Researchers Aim to Improve Lifespan and Quality of Life for Patients with Brain Tumors

an illustration shows a blue ultrasound-like image of the head and neck, with a brain tumor glowing pink

When modern surgery to resect brain tumors first began at Johns Hopkins in the early 1900s, the focus was simply to help patients stay alive as long as possible. While extending survival is still a key part of most brain tumor research programs, say Johns Hopkins neurosurgeons Chetan Bettegowda and Raj Mukherjee, an increasing number of studies are now focused on improving patients’ quality of life.

“The impact of a brain tumor is like almost nothing else in medicine because it may affect the core of our consciousness, the ability to move, speak, sense and interact — much of who we are as people,” Mukherjee says. “Living longer after diagnosis is very important, but living as well as possible is equally significant.”

Chetan Beetegowda, in a formal portrait, wearing a white lab coat, royal blue button down shirt and red checkered tie

“We’re optimistic that these lines of investigation could lead to significant advances in survival.” –Chetan Bettegowda

Toward these ends, both physician-scientists are leading studies that may change the way patients with brain tumors are treated. This research will gradually be supported by funding from Johns Hopkins’ new Reza Khatib, M.D., Brain Tumor Research Center, founded in May 2021 through a generous gift from retired neurosurgeon Reza Khatib and his wife, Georgiana Clifford Khatib. During Khatib’s medical career, he battled on the front lines against the aggressive brain cancer glioblastoma.

Bettegowda, the center’s inaugural director, says the variety of clinical trials taking place at Johns Hopkins — in collaboration with specialists from the Johns Hopkins Neuro-Oncology Program — suggests the promise of new therapies for patients with different brain cancers or secondary tumors that metastasize to the brain.

One approach he and his colleagues study is using biological engineering mechanisms to force cancer cells to produce neoantigens that are recognized by antibodies or CAR-T cells — which can prompt the immune system to more effectively attack these tumors. Other clinical trials include new targeted drug therapies for gliomas and novel protocols for radiation, as well as surgery-based trials to look for different markers of successful drug delivery.

“We’re optimistic that these lines of investigation could lead to significant advances in survival,” Bettegowda says.

Mukherjee’s research focuses on developing and validating new techniques and tools that improve quality of life for people with brain tumors. For example, in one recent study, he and his colleagues reported a novel online calculator to predict short-term postoperative outcomes in patients with metastatic brain tumors. This open-source tool can help neurosurgeons decide whether surgery is the best option for patients, or whether they might have better quality of life with nonsurgical outcomes.
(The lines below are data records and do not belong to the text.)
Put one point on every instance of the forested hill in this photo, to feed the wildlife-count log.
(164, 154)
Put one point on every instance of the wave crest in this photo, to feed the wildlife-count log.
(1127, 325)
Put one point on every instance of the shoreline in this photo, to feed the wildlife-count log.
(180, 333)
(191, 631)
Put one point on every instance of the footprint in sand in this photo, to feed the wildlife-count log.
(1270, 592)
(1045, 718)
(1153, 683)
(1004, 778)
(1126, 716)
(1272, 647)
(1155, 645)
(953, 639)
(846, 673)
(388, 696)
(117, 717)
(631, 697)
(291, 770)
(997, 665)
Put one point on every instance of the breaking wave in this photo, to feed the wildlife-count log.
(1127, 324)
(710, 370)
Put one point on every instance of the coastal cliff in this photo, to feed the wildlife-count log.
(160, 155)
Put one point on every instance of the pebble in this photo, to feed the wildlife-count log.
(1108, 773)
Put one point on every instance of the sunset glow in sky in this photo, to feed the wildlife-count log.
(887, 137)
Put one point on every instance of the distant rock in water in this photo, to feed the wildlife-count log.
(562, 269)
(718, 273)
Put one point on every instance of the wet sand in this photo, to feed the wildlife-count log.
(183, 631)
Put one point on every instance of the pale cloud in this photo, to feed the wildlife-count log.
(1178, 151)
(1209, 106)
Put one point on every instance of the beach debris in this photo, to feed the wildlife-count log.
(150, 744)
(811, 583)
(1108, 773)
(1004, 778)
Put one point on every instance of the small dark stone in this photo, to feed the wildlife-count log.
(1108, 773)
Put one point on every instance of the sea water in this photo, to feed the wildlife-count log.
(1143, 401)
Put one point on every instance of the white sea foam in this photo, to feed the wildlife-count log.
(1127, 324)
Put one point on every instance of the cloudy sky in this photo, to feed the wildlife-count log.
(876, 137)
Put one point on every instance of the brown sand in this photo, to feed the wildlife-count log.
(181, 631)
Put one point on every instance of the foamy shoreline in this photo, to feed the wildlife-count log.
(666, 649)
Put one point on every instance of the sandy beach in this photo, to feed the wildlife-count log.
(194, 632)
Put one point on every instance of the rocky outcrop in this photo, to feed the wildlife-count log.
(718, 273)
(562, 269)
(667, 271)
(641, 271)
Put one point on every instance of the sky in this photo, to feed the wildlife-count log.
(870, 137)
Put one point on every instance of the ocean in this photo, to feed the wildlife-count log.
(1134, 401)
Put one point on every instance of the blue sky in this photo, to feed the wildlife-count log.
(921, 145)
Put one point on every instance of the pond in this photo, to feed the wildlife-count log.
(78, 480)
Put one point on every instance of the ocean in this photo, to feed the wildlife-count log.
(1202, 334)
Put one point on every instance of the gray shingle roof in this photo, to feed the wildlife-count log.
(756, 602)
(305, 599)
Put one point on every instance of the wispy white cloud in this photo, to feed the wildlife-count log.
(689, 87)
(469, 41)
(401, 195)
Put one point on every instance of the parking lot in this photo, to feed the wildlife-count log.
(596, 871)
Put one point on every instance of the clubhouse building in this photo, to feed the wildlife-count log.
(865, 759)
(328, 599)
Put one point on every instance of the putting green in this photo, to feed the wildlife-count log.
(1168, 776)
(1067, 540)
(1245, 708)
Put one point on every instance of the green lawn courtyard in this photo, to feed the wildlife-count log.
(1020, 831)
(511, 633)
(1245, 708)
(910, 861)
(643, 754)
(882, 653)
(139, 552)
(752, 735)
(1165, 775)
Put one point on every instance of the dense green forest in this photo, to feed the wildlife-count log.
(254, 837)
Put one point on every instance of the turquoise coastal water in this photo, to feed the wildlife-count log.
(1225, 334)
In another recent study, Mukherjee and his colleagues crowd-sourced a definition of supratotal resection for anatomically distinct gliomas, a consensus that sets the stage for prospective studies to compare this type of surgery with gross resection. Although supratotal resection can extend quantity of life, Mukherjee explains, it can affect quality of life. Other research he’s led has tested the use of tubular retractors in brain tumor resections, integrating resting state functional MRI into guided imaging during resections, and using a five-factor frailty index to predict mortality in patients with brain tumors.

“As we make progress toward improving quantity and quality of life,” says Bettegowda, “the closer we come to changing brain tumors from terminal illnesses to chronic ones, or even diseases that may eventually be curable in a large number of people.”